The gateway into Swede Hole is an fascinating construction known as the Seventh Road Enchancment Arches. Their skewed, stone-arch, helicoidal development is outwardly one in all only some examples within the nation, and represents an engineering feat that continues to be a marvel as we speak. When the construction was in-built 1884, it carried not simply pedestrians and autos, but in addition sewer and water infrastructure. At one level, streetcars additionally ran over the bridge.

A steep and spooky tunnel led me out of Swede Hole. From right here, I headed north on Payne Avenue, the principle business avenue of the Payne/Phalen neighborhood on the East Aspect of St. Paul. One of many first issues I observed was the steep hill as I made my method north. I additionally took word of the intersection of Payne Avenue and Phalen Boulevard, the longer term website of a station on the Purple Line BRT. To me, this looks as if place for a rapid-transit station, near reasonably-dense housing and the Payne Avenue business hall. I’m excited to see this venture transferring ahead.

The Drewry Road Tunnel main out of Swede Hole

I admire that Payne Avenue has a motorcycle lane. It’s uncommon in St. Paul for a serious business avenue to have a motorcycle lane, regardless that most comparable streets, like Grand Avenue for instance, have loads of area. Cyclists patronize native companies, too, and we deserve a protected strategy to get to them.
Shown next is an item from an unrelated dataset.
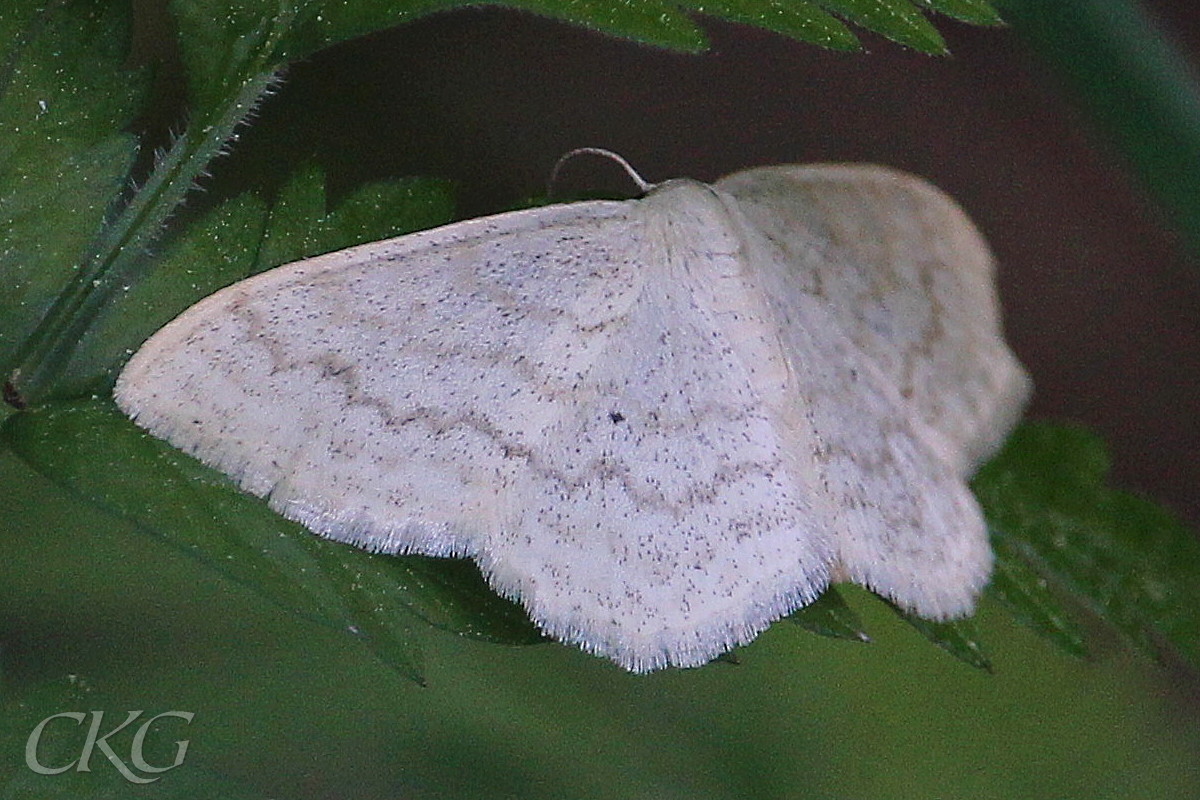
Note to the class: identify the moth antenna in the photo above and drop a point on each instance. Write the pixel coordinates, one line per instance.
(643, 186)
One other putting distinction on Payne Avenue is the continual row of storefronts, making a cohesive and charming ambiance. That is one thing that many different streets in St. Paul, equivalent to Grand, are lacking out on. Evidently Payne Avenue didn’t fall sufferer to the “pave paradise to place up a parking zone” craze that a lot of the remainder of town did.

Companies and bike lanes on Payne Avenue

One of many greatest variations between business streets within the Twin Cities and business streets in comparable cities is the city material, or lack thereof right here in St. Paul and Minneapolis. This is the reason I admire Payne Avenue a lot. The continual line of storefronts, uninterrupted by parking tons, is gorgeous and interesting, offering a way of place and placing every part in shut attain for somebody strolling or biking. Maybe with St. Paul’s elimination of parking minimums, we will rebuild the continual city material that when outlined our neighborhoods. Not solely does it present aesthetic worth, however the elevated provide of business and residential area that’s attainable with out parking minimums will assist to maintain St. Paul inexpensive for small companies and residents new and previous.

One other steady row of brightly-colored companies on Payne Avenue

I loved my tour to the East Aspect of St. Paul because of the plentiful and high-quality bike infrastructure, the beautiful business streets, particularly Payne Avenue, and naturally, the wealthy historical past that is still largely intact, in contrast to in different components of town. The remainder of town has a lot to study from the East Aspect, from offering bike infrastructure on primary streets, to preserving business area, even on the expense of parking tons.